Sans doute pris dans la précipitation avant que peut-être les prochaines élections ne permettent plus la signature d’un tel texte, le décret n° 2024-528 du 10 juin 2024 portant diverses dispositions en matière de sécurité et de circulation routières vient apporter de multiples modifications au Code de la route de la création d’une nouvelle infraction de position ou manœuvre acrobatique par conducteur d’un véhicule à moteur à l’obligation de communiquer à l’administration le rapport d’expertise automobile (procédure VE) sous un délai de 6 mois après son établissement en passant par la modification de la liste de l’article R 121-6 du Code de la route.
La notice du décret du 10 juin 2024 précise que le texte « poursuit un objectif de simplification de la constatation des infractions en élargissant la liste de celles pouvant être constatées sans interception ». En réalité, c’est bien un objectif financier qui est poursuivi…
Ont donc été ajoutées à la liste de l’article R121-6 du Code de la route : la circulation sur une portion du réseau routier prévue à l’article R. 411-17, le franchissement des passages à niveau et le passage des ponts prévu à l’article R. 422-4.

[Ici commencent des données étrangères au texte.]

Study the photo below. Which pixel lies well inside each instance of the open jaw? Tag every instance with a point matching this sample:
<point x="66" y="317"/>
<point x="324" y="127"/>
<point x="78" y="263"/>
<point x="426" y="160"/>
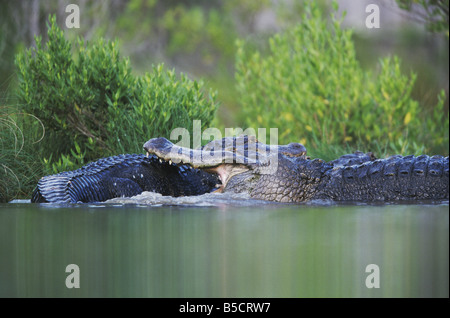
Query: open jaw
<point x="226" y="157"/>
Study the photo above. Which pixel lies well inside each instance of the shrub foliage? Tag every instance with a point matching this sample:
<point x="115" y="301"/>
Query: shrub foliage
<point x="92" y="105"/>
<point x="311" y="87"/>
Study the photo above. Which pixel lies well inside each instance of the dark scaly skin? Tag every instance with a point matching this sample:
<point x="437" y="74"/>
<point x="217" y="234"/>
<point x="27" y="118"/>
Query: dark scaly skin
<point x="287" y="175"/>
<point x="122" y="176"/>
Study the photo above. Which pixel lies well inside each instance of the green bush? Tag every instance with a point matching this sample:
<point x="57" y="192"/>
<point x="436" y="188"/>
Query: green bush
<point x="92" y="105"/>
<point x="311" y="86"/>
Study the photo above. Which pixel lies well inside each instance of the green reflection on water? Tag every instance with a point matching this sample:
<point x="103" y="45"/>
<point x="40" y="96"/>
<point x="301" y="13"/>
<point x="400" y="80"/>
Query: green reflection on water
<point x="269" y="251"/>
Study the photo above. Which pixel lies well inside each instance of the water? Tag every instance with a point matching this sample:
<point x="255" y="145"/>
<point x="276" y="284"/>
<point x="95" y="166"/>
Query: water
<point x="223" y="246"/>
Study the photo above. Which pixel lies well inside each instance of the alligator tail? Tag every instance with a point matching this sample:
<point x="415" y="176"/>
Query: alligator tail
<point x="391" y="179"/>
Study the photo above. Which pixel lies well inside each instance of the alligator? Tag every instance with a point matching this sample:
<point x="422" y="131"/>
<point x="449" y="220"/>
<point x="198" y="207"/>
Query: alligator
<point x="282" y="173"/>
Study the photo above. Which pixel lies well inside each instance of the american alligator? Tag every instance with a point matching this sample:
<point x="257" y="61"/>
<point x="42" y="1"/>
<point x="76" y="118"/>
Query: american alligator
<point x="242" y="164"/>
<point x="123" y="176"/>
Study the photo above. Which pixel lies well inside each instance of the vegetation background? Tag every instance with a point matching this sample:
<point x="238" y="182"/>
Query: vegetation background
<point x="322" y="79"/>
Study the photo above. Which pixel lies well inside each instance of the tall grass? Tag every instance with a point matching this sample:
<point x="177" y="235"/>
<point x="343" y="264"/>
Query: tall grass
<point x="20" y="168"/>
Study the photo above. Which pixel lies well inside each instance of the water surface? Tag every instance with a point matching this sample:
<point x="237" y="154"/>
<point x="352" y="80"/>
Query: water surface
<point x="218" y="246"/>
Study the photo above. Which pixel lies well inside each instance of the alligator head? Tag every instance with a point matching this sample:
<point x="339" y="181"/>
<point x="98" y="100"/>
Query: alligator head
<point x="244" y="164"/>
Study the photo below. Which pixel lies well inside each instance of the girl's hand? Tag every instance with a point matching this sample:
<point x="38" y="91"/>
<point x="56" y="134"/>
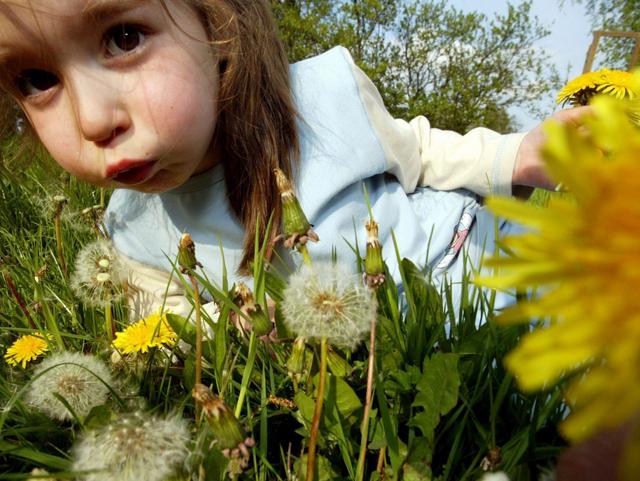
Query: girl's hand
<point x="529" y="170"/>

Les nouvelles dispositions de l’article R. 121-6 du Code de la route
Depuis le décret du 10 juin 2024, l’article R121-6 est ainsi rédigé :
Le titulaire du certificat d’immatriculation du véhicule est, en application de l’article L. 121-3, redevable pécuniairement de l’amende encourue pour des infractions aux règles sur :
1° Le port d’une ceinture de sécurité homologuée dès lors que le siège qu’il occupe en est équipé prévu à l’article R. 412-1 ;
2° L’usage du téléphone tenu en main ou le port à l’oreille de tout dispositif susceptible d’émettre du son prévus à l’article R. 412-6-1 ;
3° L’usage de voies et chaussées réservées à certaines catégories de véhicules, de voies vertes et d’aires piétonnes prévu au II de l’article R. 412-7 ;
3° bis La circulation sur une portion du réseau routier prévue à l’article R. 411-17 ;
4° L’arrêt, le stationnement ou la circulation sur les bandes d’arrêt d’urgence prévus à l’article R. 412-au 9° du II de l’article R. 417-10 et à l’article R. 421-7 ;
5° Le respect des distances de sécurité entre les véhicules prévu à l’article R. 412-12 ;
6° Le franchissement et le chevauchement des lignes continues prévus aux articles R. 412-19 et R. 412-22 ;
6° bis Le sens de la circulation ou les manœuvres interdites prévus aux articles R. 412-28 et R. 421-6 ;
7° Les signalisations imposant l’arrêt des véhicules prévues aux articles R. 412-30, R. 412-31 et R. 415-6 ;
8° Les vitesses maximales autorisées prévues aux articles R. 413-14, R. 413-14-1 et R. 413-17 ;
9° Le dépassement prévu aux articles R. 414-4, R. 414-6, R. 414-7 et R. 414-16 ;
10° L’engagement dans une intersection ou dans l’espace compris entre les deux lignes d’arrêt prévu à l’article R. 415-2 ;
10° bis La priorité de passage à l’égard du piéton prévue à l’article R. 415-11 ;
10° ter Le franchissement des passages à niveau prévu aux I, II et III de l’article R. 422-3 ;
10° quater Le passage des ponts prévu à l’article R. 422-4 ;
11° L’obligation du port d’un casque homologué d’une motocyclette, d’un tricycle à moteur, d’un quadricycle à moteur ou d’un cyclomoteur prévue à l’article R. 431-1 ;
12° L’obligation, pour faire circuler un véhicule terrestre à moteur, d’être couvert par une assurance garantissant la responsabilité civile, prévue aux articles L. 211-1 et L. 211-2 du code des assurances et à l’article L. 324-2 ;
13° Le port de plaques d’immatriculation dans les conditions prévues à l’article R. 317-8 ;
14° Le niveau d’émissions sonores prévue au deuxième alinéa de l’article R. 318-3 ;
15° Les limites de poids des véhicules ou ensembles de véhicules prévues aux articles R. 312-2 et R. 312-3, au VII de l’article R. 312-4 et aux articles R. 312-5 et R. 312-6 ;
16° La circulation d’un véhicule en marche normale sur la partie gauche d’une chaussée à double sens de circulation prévue au septième alinéa de l’article R. 412-9.